I’ve been swimming for 12 years. I joined ANSC when I was 6.

What do you do for fun when you’re not swimming?

When I’m not swimming, I’m normally hanging out with friends. I’m really interested in filmmaking, so I watch a lot of movies. Other than that, school and swimming take up most of my time.

What are your practice and race routines?

Before practice, I go through a stretching routine and eat a little bit beforehand to fuel up. After practice, I eat again to recover.

Regarding race routines, I normally get back in the water and warm up again to get my heart rate up about 10-15 minutes before my race. I’ll do a little stretching before my race, too. Behind the blocks, I just shake my arms and legs to stay loose. I warm down after every race to stay loose for the rest of the meet. 

How do you train outside of the pool?

When we’re in season, our team lifts twice a week, in addition to yoga once a week.

Do you have a specific race strategy?

My race strategy just depends on the type of race I’m swimming. If it’s a longer race, like the 500 Free or the 400 IM, I like to go out more smoothly with a lot of air, so that I can swim faster than the field in the back half of the race. For shorter races, I still go out with a lot of air, but I’m definitely out more quickly.

How were you feeling before your races at the 2019 US Nationals?

It was a little nerve-racking to be in that environment at first. It was the highest level meet I had ever qualified for, and the high competition made it slightly intimidating. However, as the meet went on I felt more comfortable and confident in my abilities, eventually swimming better later in the meet.

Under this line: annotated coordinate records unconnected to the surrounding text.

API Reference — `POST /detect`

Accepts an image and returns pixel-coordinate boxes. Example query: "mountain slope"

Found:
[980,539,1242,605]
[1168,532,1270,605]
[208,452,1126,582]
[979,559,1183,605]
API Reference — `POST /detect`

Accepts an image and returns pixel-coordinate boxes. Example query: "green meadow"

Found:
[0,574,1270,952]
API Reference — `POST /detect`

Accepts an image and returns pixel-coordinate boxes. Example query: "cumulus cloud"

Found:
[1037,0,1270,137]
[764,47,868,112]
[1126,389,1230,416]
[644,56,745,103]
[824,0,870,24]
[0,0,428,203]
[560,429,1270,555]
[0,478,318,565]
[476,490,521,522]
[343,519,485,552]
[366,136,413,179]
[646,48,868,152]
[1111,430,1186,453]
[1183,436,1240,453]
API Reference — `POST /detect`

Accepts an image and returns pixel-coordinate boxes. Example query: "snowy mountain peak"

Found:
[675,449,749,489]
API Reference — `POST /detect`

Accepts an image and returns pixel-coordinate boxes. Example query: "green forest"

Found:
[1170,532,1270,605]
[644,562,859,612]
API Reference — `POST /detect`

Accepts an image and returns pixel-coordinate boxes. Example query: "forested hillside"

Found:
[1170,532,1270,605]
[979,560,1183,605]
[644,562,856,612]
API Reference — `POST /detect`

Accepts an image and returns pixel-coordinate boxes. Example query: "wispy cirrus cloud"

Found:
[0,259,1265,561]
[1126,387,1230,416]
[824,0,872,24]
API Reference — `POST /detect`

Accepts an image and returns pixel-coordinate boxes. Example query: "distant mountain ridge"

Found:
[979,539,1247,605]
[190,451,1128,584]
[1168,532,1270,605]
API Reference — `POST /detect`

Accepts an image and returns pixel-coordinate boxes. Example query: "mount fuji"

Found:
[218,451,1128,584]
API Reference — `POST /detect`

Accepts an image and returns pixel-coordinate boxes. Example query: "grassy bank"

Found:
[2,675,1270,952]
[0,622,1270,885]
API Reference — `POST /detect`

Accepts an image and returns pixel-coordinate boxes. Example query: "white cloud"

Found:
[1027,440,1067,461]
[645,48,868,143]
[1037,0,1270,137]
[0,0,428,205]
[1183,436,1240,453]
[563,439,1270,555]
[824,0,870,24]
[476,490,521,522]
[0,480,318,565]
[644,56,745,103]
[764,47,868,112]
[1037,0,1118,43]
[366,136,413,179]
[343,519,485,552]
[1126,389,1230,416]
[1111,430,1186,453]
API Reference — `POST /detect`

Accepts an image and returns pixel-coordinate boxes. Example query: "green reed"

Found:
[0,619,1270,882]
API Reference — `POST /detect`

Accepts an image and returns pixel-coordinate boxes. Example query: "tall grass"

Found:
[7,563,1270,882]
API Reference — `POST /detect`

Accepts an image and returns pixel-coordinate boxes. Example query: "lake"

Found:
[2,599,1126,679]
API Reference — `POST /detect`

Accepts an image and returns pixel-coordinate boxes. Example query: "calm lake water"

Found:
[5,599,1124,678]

What events did you get Olympic Trials cuts in? How did it feel?

I qualified for the Olympic Trials in the 200 and 400 IM. When I first got the cuts, I felt a sense of relief that I had finally achieved those times. However, in general, I would say that I try to not get hung up on the excitement of times, but rather use them as motivation to train harder.

Were you expecting your Olympic Trials cuts at Nationals, or were they surprising?

I actually already had the Olympic Trial cut in the 400 IM, but I swam that time last summer. Therefore, it wasn’t within the qualifying period. I was only about a half of a second from the Olympic Trials cut in the 200 IM going into the meet, so I felt pretty confident that I would be able to achieve that one, too.

Are you committed to college anywhere? How did you decide where you wanted to commit?

I’m committed to swim at Stanford University. I felt that it was the best school for me to not only continue my swimming career but also further my academic endeavors. It really has the best of both worlds that I sought out in a school.